You have fallen prey to the mythical narrative the governments, banks, and developers have created around supply and demand impacting house prices. This is not the primary reason. The fundamental reason is all the credit/debt ‘money’ created by the financial institutions and government (mostly financial institutions). This newly created money seeks return and gets funnelled into popular assets, sometimes good ones but oftentimes not (think Non-fungible Tokens, cryptocurrency, or many stocks). Housing is one of the very popular targets for all this ‘money’, most of it in the hands of the ruling elite/caste that buy up the housing stock and then rent it out. When well-off individuals/families and/or investment firms (what some have referred to as the rentier class) have millions/billions of dollars at hand to soak up assets, they sink much in real estate and land thereby driving up the price of these assets. The developers, banks, and other profiteers, however, leverage the rising prices to argue for more of their cash cow: development. They need more land, hence opening up the Greenbelt. They need to build more houses, thus the push to build ‘millions’ of residences. Despite the building binge that has been going on for decades around Toronto, prices have shot through the roof. It’s not about supply and demand.

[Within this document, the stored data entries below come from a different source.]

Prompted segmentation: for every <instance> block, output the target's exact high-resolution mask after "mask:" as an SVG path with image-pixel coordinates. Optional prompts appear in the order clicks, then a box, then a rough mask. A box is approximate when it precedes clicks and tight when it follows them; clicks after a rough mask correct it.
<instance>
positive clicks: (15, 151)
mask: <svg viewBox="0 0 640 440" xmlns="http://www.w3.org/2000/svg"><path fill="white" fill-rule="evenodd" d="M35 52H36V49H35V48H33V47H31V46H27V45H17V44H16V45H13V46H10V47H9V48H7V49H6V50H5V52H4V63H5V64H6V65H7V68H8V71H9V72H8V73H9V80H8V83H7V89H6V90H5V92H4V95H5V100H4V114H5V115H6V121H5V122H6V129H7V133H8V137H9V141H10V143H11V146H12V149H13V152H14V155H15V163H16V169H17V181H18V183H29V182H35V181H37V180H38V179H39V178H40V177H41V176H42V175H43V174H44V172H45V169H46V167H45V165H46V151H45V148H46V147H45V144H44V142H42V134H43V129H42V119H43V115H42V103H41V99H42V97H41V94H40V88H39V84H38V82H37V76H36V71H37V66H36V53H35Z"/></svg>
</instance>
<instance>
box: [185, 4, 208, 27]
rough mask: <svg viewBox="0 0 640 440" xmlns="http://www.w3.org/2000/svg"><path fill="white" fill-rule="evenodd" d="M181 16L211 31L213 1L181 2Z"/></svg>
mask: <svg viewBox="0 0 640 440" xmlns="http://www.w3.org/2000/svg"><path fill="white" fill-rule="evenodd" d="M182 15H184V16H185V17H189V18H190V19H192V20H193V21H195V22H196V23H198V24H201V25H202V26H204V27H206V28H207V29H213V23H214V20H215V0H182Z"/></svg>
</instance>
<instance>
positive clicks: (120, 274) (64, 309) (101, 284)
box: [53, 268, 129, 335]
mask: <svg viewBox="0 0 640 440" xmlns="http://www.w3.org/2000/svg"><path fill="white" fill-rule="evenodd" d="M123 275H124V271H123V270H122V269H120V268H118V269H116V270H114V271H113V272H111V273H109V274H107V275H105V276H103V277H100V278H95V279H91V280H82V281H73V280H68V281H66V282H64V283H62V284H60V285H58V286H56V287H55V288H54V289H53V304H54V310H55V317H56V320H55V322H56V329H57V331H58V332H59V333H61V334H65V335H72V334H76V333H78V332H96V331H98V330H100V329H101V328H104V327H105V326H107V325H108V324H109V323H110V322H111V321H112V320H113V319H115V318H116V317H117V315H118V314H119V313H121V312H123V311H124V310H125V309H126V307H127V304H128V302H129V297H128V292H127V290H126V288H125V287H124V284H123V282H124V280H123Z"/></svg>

Disagree completely. Growth is happening to keep our Ponzi economic system going for as long as possible…a bit of a misguided strategy on a planet with finite resources, especially energy. We need to be pushing degrowth, not growth.


Shaving it off at zero would be best. The idea that ‘growth’ is inevitable is another of those notions that needs to be challenged. ‘Growth’ is a choice and one being made by our ‘leaders’ (mostly because the ruling caste profits immensely from it). It is neither inevitable nor beneficial past a particular tipping point when it begins to encounter diminishing returns — to say little about the negative impact any and all growth has on ecological systems.


While ‘printing’ money is a tad inaccurate (the vast majority of new money is loaned into existence by banks and shadow-banking institutions), the primary reason housing costs have ballooned is certainty related to this as you suggest: newly created money is flowing into certain hard assets such as housing. If one includes the derivatives nightmare and other debt-liabilities, the world is drowning in quadrillions of dollars of interesting-bearing obligations. The issue around housing costs is multifaceted and supply/demand is but a very small aspect…but one leveraged as THE one by those who stand to profit from ever-expanding development; mostly the banks and developers. I am reminded of what industrialist Henry Ford stated (paraphrasing US Congressman Charles Binderup):”It is well enough that people of the nation do not understand our banking and monetary system, for if they did, I believe there would be a revolution before tomorrow morning.”